Update README.md

bebb3b0 verified 3 months ago

4.62 kB

	---
	language:
	- en
	- fr
	- es
	- zh
	- hi
	- ja
	- ru
	license: apache-2.0
	library_name: flax
	tags:
	- jax
	- flax
	- tpu
	- text-generation
	- base-model
	- custom-architecture
	datasets:
	- HuggingFaceFW/fineweb-edu
	- bigcode/starcoderdata
	- HuggingFaceFW/fineweb-2
	- open-web-math/open-web-math
	metrics:
	- loss
	- perplexity
	pipeline_tag: text-generation
	inference: false
	---

	# Zenyx-Base-220M: High-Density Nano Foundation Model

	<div align="center">

	![Model Architecture](https://img.shields.io/badge/Model-Zenyx_Base-blue?style=for-the-badge)
	![Parameter Count](https://img.shields.io/badge/Params-220M-orange?style=for-the-badge)
	![Training Tokens](https://img.shields.io/badge/Tokens-153B-green?style=for-the-badge)
	![Format](https://img.shields.io/badge/Weights-Safetensors-yellow?style=for-the-badge)

	</div>

	Zenyx-Base-220M is a 220 million parameter causal language model built from scratch using JAX/Flax on Kaggle TPU v5e-8.

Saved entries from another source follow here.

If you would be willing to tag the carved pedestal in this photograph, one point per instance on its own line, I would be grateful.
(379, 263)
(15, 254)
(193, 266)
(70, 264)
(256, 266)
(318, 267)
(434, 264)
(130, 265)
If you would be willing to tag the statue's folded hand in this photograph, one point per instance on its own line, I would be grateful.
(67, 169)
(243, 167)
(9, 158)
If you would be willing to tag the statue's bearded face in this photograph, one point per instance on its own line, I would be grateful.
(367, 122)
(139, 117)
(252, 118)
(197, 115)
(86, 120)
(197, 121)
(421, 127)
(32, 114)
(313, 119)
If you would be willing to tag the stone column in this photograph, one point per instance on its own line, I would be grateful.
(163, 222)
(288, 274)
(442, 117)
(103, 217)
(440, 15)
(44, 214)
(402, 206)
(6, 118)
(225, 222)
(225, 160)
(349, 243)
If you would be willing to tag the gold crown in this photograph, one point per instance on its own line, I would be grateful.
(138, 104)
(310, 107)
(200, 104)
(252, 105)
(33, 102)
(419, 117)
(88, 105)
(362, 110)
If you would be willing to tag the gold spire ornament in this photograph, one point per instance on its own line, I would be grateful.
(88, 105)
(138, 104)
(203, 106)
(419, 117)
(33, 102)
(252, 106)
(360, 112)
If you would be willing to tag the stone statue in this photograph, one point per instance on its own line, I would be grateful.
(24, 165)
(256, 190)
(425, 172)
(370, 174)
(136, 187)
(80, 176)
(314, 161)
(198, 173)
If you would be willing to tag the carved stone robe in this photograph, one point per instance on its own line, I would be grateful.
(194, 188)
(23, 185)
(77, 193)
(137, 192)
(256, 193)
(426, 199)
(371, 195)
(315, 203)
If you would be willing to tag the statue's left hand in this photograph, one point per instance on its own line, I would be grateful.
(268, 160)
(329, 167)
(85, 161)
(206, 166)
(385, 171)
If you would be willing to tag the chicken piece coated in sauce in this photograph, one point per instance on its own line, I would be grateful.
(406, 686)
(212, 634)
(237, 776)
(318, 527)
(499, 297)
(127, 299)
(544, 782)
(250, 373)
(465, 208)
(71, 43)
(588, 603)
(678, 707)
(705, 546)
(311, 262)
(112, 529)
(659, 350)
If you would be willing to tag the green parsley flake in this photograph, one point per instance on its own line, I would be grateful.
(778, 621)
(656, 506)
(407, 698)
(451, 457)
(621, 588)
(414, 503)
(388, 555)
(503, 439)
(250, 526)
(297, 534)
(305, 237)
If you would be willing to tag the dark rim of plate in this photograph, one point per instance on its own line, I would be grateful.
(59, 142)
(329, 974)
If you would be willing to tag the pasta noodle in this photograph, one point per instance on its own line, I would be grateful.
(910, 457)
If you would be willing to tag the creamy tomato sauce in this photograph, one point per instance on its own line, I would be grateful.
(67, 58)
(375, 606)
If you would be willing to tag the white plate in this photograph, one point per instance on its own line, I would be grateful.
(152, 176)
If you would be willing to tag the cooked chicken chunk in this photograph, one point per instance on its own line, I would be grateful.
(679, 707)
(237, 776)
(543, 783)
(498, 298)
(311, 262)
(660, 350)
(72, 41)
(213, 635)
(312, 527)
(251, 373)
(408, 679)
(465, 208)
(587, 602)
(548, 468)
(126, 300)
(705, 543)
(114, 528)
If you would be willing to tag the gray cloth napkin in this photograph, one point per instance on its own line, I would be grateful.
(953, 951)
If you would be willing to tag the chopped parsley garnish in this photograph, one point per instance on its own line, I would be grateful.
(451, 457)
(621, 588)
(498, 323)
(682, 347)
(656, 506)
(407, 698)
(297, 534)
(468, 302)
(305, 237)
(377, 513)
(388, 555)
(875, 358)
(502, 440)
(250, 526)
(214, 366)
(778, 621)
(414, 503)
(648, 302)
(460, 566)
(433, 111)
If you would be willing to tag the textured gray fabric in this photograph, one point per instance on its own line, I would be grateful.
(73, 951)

	Unlike typical small models trained on limited data, Zenyx-Base was trained on ~153 Billion tokens—far exceeding the Chinchilla optimal point for this parameter count. This "over-training" strategy was employed to maximize the information density and logic capabilities of the weights, creating a robust foundation for reasoning tasks.

	## 🧠 Model Description

	* Architecture: Custom Llama-style Transformer (RoPE, SwiGLU, RMSNorm, Grouped Query Attention).
	* Tokenizer: Qwen 2.5 Tokenizer (151,650 Vocab Size) for high compression efficiency.
	* Context Window: 2048 Tokens.
	* Training Hardware: TPU v5e-8.
	* Final Validation Loss: ~2.38 (Exceptional convergence for 220M).

	### Technical Specifications
	\| Hyperparameter \| Value \|
	\| :--- \| :--- \|
	\| Layers \| 12 \|
	\| Hidden Dim \| 768 \|
	\| MLP Dim \| 3072 \|
	\| Attention Heads \| 12 \|
	\| KV Heads \| 4 (GQA) \|
	\| Vocab Size \| 151,646 \|

	## 📚 Training Curriculum (The "Omni-Mix")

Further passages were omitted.